Five young men who appeared to be skinheads murdered a citizen of Nigeria in Kiev, according to Vyacheslav Likhachyov, UCSJ's Kiev monitor. Godknows Mievi, a 44 year old man who lived for many years in Ukraine, was killed on the evening of October 25 near the Poznyaki metro station. Eyewitnesses reported that the attackers shouted racist slogans. Mr. Mievi, who is survived by a Ukrainian wife and a son, died of knife wounds before police arrived. He had a Ph.D. and worked for an oil company in the city.
The November 1, 2006 Ukraine edition of the national Russian daily Kommersant added that Mr. Mievi's assailants shouted "We will save Ukraine from these freaks!" as they stabbed him and that they did not bother robbing him of the $400 he had in his possession, all evidence that the murder was a hate crime. The article, however, failed to mention the fact that in the entire post-Soviet history of Ukraine, there has been only one successful hate crimes prosecution, and even in that case (the trial of several neo-Nazis who attacked a synagogue in Kiev while screaming "Death to the Yids!"), the chief organizer of the assault was let out of prison early.

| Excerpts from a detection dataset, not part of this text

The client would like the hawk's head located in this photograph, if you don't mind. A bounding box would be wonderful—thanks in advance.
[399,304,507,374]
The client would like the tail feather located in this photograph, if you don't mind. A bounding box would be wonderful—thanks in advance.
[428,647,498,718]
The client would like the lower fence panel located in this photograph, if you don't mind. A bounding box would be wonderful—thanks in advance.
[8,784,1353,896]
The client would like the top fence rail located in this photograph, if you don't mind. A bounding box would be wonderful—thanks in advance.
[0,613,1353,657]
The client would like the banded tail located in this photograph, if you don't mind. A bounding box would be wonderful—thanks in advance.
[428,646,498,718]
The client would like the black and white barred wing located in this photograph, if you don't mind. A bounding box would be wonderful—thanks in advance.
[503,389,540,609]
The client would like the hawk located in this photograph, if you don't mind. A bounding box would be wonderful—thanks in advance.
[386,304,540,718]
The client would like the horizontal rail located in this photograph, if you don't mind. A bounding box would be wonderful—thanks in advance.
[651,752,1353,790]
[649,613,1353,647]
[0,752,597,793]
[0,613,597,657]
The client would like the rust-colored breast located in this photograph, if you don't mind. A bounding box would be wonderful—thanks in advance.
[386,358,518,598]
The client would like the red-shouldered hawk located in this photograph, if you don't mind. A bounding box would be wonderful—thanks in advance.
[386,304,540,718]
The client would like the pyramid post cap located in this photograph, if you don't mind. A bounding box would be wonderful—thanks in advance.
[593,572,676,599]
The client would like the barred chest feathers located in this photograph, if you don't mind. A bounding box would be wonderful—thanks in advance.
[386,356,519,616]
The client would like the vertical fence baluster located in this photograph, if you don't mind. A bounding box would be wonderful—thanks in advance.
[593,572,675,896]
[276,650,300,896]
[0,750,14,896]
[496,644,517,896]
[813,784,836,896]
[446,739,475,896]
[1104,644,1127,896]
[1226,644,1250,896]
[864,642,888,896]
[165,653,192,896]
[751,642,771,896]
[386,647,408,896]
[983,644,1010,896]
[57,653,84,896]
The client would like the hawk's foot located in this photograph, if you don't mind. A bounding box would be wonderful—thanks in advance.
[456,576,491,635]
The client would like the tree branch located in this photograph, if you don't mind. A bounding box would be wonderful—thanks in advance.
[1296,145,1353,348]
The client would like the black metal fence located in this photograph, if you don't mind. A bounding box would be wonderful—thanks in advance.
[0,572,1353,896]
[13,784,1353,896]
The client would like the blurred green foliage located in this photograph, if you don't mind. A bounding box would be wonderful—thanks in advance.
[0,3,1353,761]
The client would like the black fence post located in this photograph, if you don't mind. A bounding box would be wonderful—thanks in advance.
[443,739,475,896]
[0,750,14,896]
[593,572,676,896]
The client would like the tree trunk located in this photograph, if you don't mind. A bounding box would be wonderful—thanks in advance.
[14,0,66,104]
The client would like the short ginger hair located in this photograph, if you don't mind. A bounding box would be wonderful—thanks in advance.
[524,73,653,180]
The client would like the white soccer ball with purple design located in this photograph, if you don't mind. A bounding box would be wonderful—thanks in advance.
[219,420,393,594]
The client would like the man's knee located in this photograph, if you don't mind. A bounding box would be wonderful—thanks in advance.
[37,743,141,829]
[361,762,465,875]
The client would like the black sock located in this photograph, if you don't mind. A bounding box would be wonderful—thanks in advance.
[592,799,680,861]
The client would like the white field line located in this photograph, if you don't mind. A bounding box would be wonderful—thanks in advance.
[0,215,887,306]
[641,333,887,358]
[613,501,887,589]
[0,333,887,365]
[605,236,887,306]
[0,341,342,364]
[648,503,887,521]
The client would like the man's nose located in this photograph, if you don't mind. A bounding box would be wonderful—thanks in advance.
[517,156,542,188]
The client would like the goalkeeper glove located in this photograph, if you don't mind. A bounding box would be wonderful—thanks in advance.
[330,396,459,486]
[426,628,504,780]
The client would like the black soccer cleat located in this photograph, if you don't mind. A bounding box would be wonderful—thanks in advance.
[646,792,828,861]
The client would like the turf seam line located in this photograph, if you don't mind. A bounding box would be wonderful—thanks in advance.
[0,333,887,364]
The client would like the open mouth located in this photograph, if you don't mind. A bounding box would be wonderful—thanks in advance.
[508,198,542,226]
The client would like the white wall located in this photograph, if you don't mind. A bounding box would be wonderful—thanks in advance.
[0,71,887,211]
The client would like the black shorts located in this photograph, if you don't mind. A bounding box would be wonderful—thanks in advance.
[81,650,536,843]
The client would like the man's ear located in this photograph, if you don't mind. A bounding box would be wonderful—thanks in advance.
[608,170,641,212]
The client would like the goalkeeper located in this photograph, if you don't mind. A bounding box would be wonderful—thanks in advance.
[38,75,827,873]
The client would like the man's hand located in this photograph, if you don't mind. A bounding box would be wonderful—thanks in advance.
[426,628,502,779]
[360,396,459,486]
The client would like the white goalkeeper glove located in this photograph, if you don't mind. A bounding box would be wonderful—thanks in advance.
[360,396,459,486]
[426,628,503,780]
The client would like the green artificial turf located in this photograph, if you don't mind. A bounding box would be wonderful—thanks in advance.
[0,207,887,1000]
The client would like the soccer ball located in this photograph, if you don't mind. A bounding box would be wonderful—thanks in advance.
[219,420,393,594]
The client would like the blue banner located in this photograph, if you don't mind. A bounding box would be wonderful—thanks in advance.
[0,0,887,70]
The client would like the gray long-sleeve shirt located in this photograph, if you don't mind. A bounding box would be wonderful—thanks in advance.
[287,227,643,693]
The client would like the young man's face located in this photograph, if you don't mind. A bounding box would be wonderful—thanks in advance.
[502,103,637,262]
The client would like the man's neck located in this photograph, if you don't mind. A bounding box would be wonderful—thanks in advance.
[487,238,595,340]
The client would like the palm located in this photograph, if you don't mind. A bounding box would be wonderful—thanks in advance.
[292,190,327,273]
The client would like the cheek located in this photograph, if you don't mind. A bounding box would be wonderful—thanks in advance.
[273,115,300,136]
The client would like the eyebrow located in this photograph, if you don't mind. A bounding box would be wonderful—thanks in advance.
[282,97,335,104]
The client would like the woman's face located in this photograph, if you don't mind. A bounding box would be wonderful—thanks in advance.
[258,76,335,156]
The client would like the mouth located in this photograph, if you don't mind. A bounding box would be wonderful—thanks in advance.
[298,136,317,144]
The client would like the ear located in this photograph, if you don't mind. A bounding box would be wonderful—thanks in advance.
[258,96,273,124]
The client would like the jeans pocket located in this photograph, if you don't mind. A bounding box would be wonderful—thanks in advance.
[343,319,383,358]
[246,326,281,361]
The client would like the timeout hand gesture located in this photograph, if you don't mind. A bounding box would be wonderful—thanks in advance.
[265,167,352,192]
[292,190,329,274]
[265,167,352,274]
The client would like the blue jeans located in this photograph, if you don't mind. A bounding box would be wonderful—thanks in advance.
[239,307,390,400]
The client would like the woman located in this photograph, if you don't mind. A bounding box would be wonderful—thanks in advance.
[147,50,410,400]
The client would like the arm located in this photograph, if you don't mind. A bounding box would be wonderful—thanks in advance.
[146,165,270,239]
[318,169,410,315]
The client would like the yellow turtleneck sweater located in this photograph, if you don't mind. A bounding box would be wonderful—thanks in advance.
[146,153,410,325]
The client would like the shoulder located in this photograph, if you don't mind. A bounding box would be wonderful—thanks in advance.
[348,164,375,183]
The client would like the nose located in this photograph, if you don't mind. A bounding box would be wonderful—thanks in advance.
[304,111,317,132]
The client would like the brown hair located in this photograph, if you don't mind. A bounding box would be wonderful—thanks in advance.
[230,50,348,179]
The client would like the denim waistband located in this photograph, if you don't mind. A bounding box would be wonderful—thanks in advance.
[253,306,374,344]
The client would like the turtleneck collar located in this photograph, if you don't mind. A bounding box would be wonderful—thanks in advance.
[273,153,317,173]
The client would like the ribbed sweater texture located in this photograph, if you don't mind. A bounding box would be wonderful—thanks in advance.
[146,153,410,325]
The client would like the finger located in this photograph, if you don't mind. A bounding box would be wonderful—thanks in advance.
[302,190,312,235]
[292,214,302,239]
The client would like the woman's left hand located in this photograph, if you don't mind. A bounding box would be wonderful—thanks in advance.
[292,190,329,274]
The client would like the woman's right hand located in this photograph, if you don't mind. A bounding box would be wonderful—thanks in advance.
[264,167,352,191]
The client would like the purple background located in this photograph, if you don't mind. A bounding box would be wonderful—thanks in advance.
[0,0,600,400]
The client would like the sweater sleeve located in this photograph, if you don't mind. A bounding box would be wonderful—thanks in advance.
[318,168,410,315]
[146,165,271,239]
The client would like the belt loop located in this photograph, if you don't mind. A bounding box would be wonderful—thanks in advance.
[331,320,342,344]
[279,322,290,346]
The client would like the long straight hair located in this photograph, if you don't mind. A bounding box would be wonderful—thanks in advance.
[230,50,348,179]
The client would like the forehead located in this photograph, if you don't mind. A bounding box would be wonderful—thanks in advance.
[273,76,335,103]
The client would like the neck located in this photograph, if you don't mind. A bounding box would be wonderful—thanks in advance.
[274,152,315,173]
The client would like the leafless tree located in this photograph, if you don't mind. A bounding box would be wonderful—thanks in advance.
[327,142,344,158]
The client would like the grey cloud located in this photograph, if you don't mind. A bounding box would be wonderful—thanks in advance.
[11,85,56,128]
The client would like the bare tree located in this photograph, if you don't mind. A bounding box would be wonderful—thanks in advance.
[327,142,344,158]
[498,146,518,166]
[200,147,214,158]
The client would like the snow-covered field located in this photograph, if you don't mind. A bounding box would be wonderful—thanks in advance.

The November 2, 2006 edition of the Kiev newspaper Gazeta po-kievski reported that a suspect has been detained in the murder investigation, though the article offered no details about the charges he faces. Ruslan Skripets--a member of the extremist nationalist Ukrainian Movement Against Illegal Immigration--was reportedly arrested shortly after the murder. This organization, which was obviously inspired by the Movement Against Illegal Immigration in Russia (an organization allegedly linked to anti-minority violence in Kondopoga and elsewhere), distributed racist leaflets in Kiev shortly before the murder, according to an October 25, 2006 report by the Kiev newspaper Blik. The leaflets claimed that Ukraine's population has fallen by five million over the past five years, while at the same time almost as many Africans and Asians have migrated to the country (both of these figures are grossly over-stated, according to government statistics). "Only Slavs are dying!" in Ukraine, the leaflet argues. The article quoted a local activist from this organization saying that while his group does not engage in violence against minorities, he understands why neo-Nazis do and thinks other people should avoid "stigmatizing them." Police reportedly did nothing to investigate the distribution of these leaflets, which may violate Ukraine's laws against hate speech.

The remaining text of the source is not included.